Warren’s abortion was not the first in the American colonies, but it was the first to leave good documentation. It illustrates several themes that recur over the following centuries: promises of marriage in exchange for sex; pressure to abort an unwanted pregnancy; the danger of abortion to both mother and child; the difficulty of prosecuting abortionists; and the interplay between religious mores and individual choices.
Understanding the history of abortion in America offers valuable insights about what steps should be taken next.
Olasky and Savas organize their street-level narrative in five sections:
1. From 1652–1842, abortion was “unsafe, illegal, and rare.”
2. From 1838–1878, “specialization begins”; knowledge of prenatal development became more detailed, but abortion businesses and pro-abortion ideologies became more common.
3. From 1871–1940, abortion opponents addressed the problem of abortion from both “supply side” (via legislation) and “demand side” (via compassion organizations). Meanwhile, abortionists used medical advances such as antiseptic practices to reduce harm to women.
4. From 1930–1995, abortion progressed from “anathema” to “triumph,” with inadvertent help from the missteps of radical pro-life advocates, such as clinic shootings. Doctors began to specialize in abortion, and antibiotics “virtually eliminated maternal danger.”
5. From 1995–2022, the debate over abortion was “still unsettled.” Ultrasound technology showed many the humanity of children in the womb. Activists crafted laws either to reinforce Roe or limit its reach. And everyone wondered whether new appointments to the Supreme Court would uphold or overturn that 1973 decision.
Olasky and Savas illustrate these historical trajectories by telling individual stories. The authors are journalists, so media coverage of newsworthy cases plays a prominent role in their narrative. They highlight abortion providers, ideologues, and politicians, as well as the pro-life doctors, social workers, and legislators who worked against them. They often cite the stories of ordinary women faced with the decision to keep or abort their children.
As already noted, the Dobbs court repudiated Roe, returning America’s four-centuries long debate about abortion to the states.

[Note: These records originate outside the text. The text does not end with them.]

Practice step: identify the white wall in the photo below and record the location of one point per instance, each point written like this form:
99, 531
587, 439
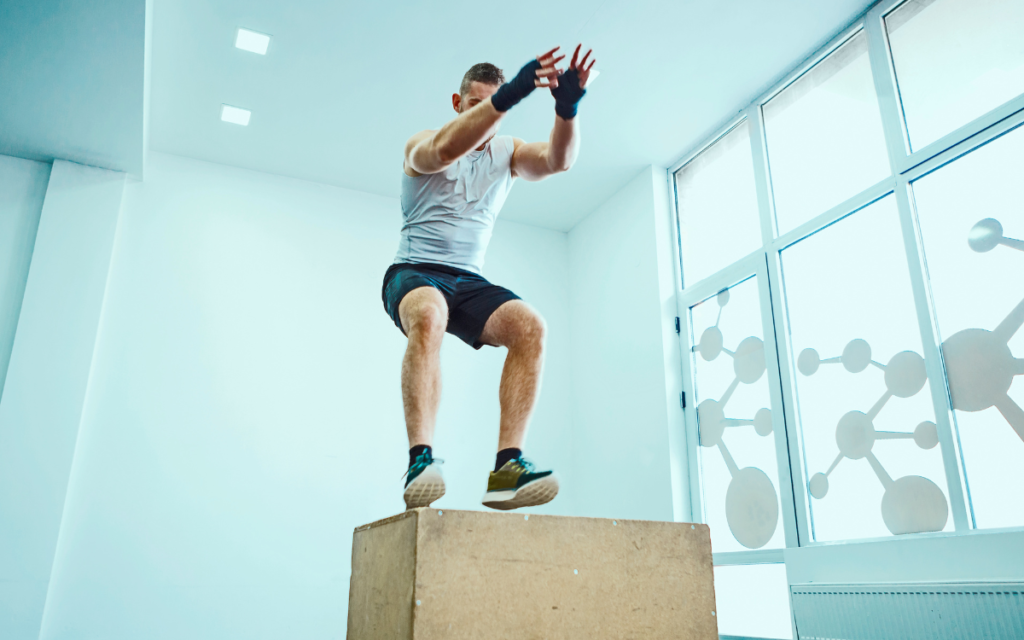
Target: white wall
625, 354
245, 411
23, 185
47, 381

Some states criminalized elective abortion, others expanded the right to abortion, still others adopted mediating legislation. On Roe’s fiftieth anniversary, activists on both sides were plotting their next moves.
In the Epilogue, the authors — who are pro-life Christians — identify a number of historical lessons that like-minded believers should keep in mind in the coming years:
- “Some men with hearts full of passion, jealousy, and hate will pressure women to abort. Some pregnant women will take desperate measures in a case of do or die.”
- “… the need for compassionate help amid crisis pregnancies will remain.”
- “Big media, as in the past, will be crucial, and street-level reporting will have more of an impact than suite-level pontificating.”
- “Even when public opinion concerning abortion was more negative than it is now, enforcement of abortion bans was difficult.”
- “… arresting woman [for seeking an abortion] is a sure way to arrest the progress of pro-life ideas in the twenty-first century.”
- “When abortion pressure grows, the only fundamental thing stronger than that is love.”
- “Laws can reduce the supply of abortionists and affect beliefs about right and wrong. … Child-friendly public policies and corporate practices can also help.”
I recommend The Story of Abortion in America to interested readers, especially pro-life Christians. Americans often conduct suite-level debates about the morality and legality of abortion, which are both necessary and appropriate. But it is on the street, where individual women are faced with unexpected pregnancies, that the abortion debate will be decided case by case. Understanding the history of abortion in America offers valuable insights about what steps should be taken next.
Book Reviewed
Marvin Olasky and Leah Savas, The Story of Abortion in America: A Street-Level History, 1652–2022 (Wheaton, IL: Crossway, 2023).